S – En effet, vous êtes retourné dans la rue sans revenu car vous ne pouviez pas accéder à votre compte-bancaire ?
H – Oui j’ai dû faire la manche pour la première fois de ma vie et la nuit, je dormais sous le parking de Leclerc. Je dormais que d’un œil avec un couteau dans la poche pour me défendre au cas où. J’avais peur qu’on me tabasse et qu’on me vole. Je n’avais pas grand-chose : mon baluchon, ma montre, mes bijoux et un peu d’argent. Je faisais la manche tous les jours : du lundi au dimanche et du soir au matin. Un soir, une dame a failli m’écraser avec sa voiture et elle a prévenu le vigile qui m’a viré.
S –Pourquoi n’êtes-vous pas retourné au 115 pour demander de l’aide à ce moment-là ?
H – Ils ont d’autres gens à s’occuper, je ne suis pas tout seul. C’est vrai que je consommais beaucoup d’alcool à ce moment-là.
S – Qu’est-ce qui vous a permis de revenir dans une structure d’accueil de réinsertion?
H – Je ne sais pas. Je pense que mon oncle, là-haut, m’aide. Je me suis débrouillé seul. Euh non, les éducateurs du CHRS m’ont très bien accueilli et ont fait tout leur possible pour m’aider. D’ailleurs, je vais chercher le pain pour les aider. Pour moi, c’est très important de me sentir utile. Les éducateurs du 115 ont fait un chouette travail également.
S – Au début, vous refusiez les soins. Pourquoi ?
H – Je m’en foutais. Je voulais mourir et rejoindre mon oncle. Il n’aurait jamais dû mourir. Et puis un jour j’ai accepté d’être accompagné chez mon médecin. Je le connaissais. J’avais confiance en lui. Il ne m’a jamais jugé et il est très humain. Il m’a conseillé d’aller voir un psychiatre. Il fallait que quelqu’un me dise ce qui n’allait pas dans ma tête. Il n’y a que les professionnels pour pouvoir te le dire.

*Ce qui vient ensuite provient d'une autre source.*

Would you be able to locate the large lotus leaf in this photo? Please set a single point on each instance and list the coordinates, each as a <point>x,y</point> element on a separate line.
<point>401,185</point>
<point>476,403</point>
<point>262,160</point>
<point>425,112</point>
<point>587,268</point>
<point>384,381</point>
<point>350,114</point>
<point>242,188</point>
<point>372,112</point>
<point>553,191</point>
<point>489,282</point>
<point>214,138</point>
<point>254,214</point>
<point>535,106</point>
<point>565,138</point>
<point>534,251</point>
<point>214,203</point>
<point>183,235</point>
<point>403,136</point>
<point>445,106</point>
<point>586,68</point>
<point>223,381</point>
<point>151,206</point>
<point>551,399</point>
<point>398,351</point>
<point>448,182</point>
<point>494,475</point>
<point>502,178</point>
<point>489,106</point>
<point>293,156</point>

S – avez-vous peur de partir d’ici ?
H – Un peu mais j’aimerai avoir un appartement pour moi et avoir une petite vie tranquille. Je ne veux pas embêter les gens alors je reste dans ma chambre. J’ai très peur de retourner dans la rue. C’est trop dur. J’avais peur qu’on m’agresse et qu’on me vole. Cette semaine, je suis allé à la CAF pour voir si mon dossier était à jour. Je ne sais pas me servir d’un ordinateur ou d’un téléphone donc j’ai demandé et la personne a souri car je suis à jour jusqu’à mai.